There are long- and short-duration gamma ray bursts; long bursts are any that are detected for more than two seconds. Short events are more often associated with star mergers and black hole formation, according to NASA, while longer bursts are associated with stellar deaths.

The gamma ray burst and its shells, as seen by the Swift Observatory. (Gif: NASA/Swift/A. Beardmore (University of Leicester))
The gamma ray burst and its shells, as seen by the Swift Observatory. (Gif: NASA/Swift/A. Beardmore (University of Leicester))

Stellar deaths sometimes give rise to massive, hyper-energetic jets of material, akin to those that spurt out of pulsars. When those jets are pointed directly at Earth — as the recent burst was — it makes the gamma rays particularly bright from our perspective.

Gamma ray bursts are fleeting and can originate at any point in the sky, making it much easier for astronomers to observe their afterglow than their initial, brilliant outburst. The follow-up radio observations of the recent burst were made with the CSIRO ASKAP telescope in Western Australia. (The ASKAP telescope detected a weird looking radio signal from the galactic centre back in 2021.)

For weeks after the initial flash, X-ray light scattered off dust in the Milky Way on its way to us. That resulted in the appearance of several dust rings expanding outward from the direction of the burst. The nearest ring is about 1,300 light-years away, and the most distant is about 61,000 light-years away, on the other side of the Milky Way.

The researchers also took precise measurements of the burst’s reverse shock, or the wave of material that moves backward, toward the origin of the burst.

“Our observations provide unmatched insights into the reverse shock model for gamma-ray burst emission, showing it is very difficult for existing models to replicate the slow evolution of the energy peaks that we observed,” said James Leung, an astronomer at the University of Sydney and a co-author of the study, in the University of Sydney release. “This means we have to refine and develop new theoretical models to understand these most extreme explosions in the Universe.”
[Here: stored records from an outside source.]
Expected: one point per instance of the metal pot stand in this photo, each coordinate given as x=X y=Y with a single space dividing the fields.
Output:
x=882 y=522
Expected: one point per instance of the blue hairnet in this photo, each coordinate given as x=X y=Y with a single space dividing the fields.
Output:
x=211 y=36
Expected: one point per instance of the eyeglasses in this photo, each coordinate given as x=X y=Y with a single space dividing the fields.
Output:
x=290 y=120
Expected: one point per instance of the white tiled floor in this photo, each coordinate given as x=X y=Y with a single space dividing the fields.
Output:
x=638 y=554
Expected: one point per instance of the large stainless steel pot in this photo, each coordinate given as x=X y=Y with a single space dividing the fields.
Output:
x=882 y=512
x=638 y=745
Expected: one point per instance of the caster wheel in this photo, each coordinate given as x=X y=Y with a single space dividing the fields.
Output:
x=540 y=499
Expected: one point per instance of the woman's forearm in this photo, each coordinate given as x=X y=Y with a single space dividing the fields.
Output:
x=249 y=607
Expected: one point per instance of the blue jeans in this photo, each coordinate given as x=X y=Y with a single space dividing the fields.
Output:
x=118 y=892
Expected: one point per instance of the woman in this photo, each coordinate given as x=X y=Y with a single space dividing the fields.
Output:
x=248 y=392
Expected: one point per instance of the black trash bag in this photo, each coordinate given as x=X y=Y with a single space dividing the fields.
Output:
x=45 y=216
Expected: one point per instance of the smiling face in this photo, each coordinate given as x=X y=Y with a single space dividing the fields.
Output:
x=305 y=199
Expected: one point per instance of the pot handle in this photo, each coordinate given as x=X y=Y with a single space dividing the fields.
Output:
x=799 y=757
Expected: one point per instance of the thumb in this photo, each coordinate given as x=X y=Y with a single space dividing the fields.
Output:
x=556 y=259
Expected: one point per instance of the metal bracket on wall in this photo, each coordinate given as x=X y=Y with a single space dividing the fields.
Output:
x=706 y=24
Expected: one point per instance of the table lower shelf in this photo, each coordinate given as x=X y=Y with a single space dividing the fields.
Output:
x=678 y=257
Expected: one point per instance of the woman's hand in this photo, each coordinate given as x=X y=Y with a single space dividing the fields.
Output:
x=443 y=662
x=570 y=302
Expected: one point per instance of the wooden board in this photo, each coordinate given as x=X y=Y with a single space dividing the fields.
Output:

A graphic showing how radiation is spewed through the universe by the black hole's jets. (Graphic: NASA’s Goddard Flight Research Centre)
A graphic showing how radiation is spewed through the universe by the black hole’s jets. (Graphic: NASA’s Goddard Flight Research Centre)

Gamma rays could soon be used to detect gravitational waves, ripples in spacetime caused by enormous events like black hole mergers. Gravitational waves subtly alter the amount of time it takes for light to reach us from distant sources, subtleties that are currently detected using observatories like the LIGO and Virgo interferometers.

An even loftier goal is pinning down the gravitational wave background — you can think of it as the entire ocean of gravitational waves, dynamically criss-crossing as they are produced by black hole and neutron star collisions throughout the cosmos. Some researchers hope that gamma ray sources can be harnessed to create a timing array, similar to existing pulsar timing arrays.